Job Description
Location: Tulsa, OK
Description:
- Monitor SCOM for various systems and applications.
- Basic diagnostics of server connectivity
- Restart services/servers via provided tools as documented.
- Knowledge to engage correct SME team for service restoration.
- Monitor LAN/WAN health (OpsView)
- Troubleshoot local site issues vs. circuit/MPLS issues.
- Coordinate with carrier or Telecom and local contacts to restore services.
- Communicate information on a regular basis about outages and issues to IT.
- Ensure time-based communication of outage state and resolution are sent to appropriate segments of IT by severity.
- Remain informed of relevant outage situation to be able to provide insight as requested from other IT members and management.
- Knowledge of Windows Server OS (2012 R2 and newer)
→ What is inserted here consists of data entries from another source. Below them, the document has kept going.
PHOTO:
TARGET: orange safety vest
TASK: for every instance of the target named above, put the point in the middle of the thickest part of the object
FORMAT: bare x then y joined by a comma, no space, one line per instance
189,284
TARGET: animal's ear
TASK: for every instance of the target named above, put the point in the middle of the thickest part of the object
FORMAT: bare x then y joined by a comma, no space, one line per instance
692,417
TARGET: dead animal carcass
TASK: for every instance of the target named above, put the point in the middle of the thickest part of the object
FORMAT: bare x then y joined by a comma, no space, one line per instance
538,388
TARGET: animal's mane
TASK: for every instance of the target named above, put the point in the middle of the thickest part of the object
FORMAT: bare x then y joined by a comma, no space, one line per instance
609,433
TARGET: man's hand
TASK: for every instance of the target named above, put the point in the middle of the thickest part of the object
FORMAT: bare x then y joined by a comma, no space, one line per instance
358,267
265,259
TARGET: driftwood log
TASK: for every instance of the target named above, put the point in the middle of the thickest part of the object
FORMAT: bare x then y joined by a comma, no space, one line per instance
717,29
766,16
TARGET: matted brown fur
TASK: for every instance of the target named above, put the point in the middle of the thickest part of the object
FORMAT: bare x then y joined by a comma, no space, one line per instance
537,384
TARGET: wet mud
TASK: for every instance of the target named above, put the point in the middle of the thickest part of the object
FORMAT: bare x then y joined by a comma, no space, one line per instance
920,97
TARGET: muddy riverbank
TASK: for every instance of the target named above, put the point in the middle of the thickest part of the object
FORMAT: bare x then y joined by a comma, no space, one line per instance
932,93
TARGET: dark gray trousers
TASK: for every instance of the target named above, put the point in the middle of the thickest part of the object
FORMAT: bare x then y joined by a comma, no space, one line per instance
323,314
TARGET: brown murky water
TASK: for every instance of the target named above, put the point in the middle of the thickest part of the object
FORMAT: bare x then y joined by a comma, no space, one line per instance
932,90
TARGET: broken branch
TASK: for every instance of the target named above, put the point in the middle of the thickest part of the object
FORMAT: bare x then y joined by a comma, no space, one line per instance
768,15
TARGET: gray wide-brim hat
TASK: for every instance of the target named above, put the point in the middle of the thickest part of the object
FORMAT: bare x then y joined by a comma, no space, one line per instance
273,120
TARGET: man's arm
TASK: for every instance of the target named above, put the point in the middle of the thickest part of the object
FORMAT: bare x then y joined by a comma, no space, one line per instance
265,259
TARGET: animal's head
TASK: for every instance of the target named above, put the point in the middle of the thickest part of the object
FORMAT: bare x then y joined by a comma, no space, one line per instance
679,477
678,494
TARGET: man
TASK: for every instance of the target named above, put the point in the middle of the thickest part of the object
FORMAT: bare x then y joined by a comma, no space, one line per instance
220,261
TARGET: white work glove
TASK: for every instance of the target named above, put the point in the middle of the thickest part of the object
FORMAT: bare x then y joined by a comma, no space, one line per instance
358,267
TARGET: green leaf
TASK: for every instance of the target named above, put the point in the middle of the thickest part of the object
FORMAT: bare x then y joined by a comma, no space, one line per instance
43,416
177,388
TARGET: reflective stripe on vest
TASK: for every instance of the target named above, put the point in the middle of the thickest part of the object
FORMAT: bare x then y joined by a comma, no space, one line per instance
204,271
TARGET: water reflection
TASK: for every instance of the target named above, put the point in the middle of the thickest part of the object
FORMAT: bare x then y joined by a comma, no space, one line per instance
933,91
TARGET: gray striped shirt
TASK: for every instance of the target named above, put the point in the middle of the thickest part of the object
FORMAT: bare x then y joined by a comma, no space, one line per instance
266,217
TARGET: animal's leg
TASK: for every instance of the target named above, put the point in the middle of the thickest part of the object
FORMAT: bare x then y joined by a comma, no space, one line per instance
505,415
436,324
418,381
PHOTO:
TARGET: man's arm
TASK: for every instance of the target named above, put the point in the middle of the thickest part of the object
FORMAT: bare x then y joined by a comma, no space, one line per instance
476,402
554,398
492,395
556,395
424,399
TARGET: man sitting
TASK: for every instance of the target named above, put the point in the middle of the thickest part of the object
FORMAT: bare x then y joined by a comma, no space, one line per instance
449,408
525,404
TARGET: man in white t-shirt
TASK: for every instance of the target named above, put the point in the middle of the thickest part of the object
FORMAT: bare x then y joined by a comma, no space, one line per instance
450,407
- Experience troubleshooting Windows Server OS (2012 R2 and newer)
- Knowledge of vSphere.
- Knowledge of Networking Equipment such as Cisco, Aruba, Arista
- Experience troubleshooting Networking Equipment such as Cisco, Aruba, Arista
- Ability to work with various carriers and communicate findings internally and externally.
- Knowledge of PaloAlto.
- Develop e-mail communication for All Users about outages and other IT Information
- Monitor E-Mail to the Service Desk for break/fix issues.
- Provide technical support to callers with problems (afterhours)
All these tasks require:
- Ability to analyze alarm conditions as presented by multiple monitoring applications (OpsView, SCOM, FireEye, and others)
- 3+ years previous experience in a 24x7x365 IT Operations environment (preferred NOC or Infrastructure Support role)
- Experience with analyzing system and network performance using monitoring, historical, and graphical data.
- Experience with LAN and WAN internetworking devices like routers and switches (CCENT or better certification preferred)
- Experience with Windows Server 2012 R2 – 2022. Understanding of domain principles, DNS, and DHCP preferred.
- Experience troubleshooting PC software and hardware issues.
- Experience working critical issues that affect many users.
- Communicate information on a regular basis about system wide outages to various departments within the company.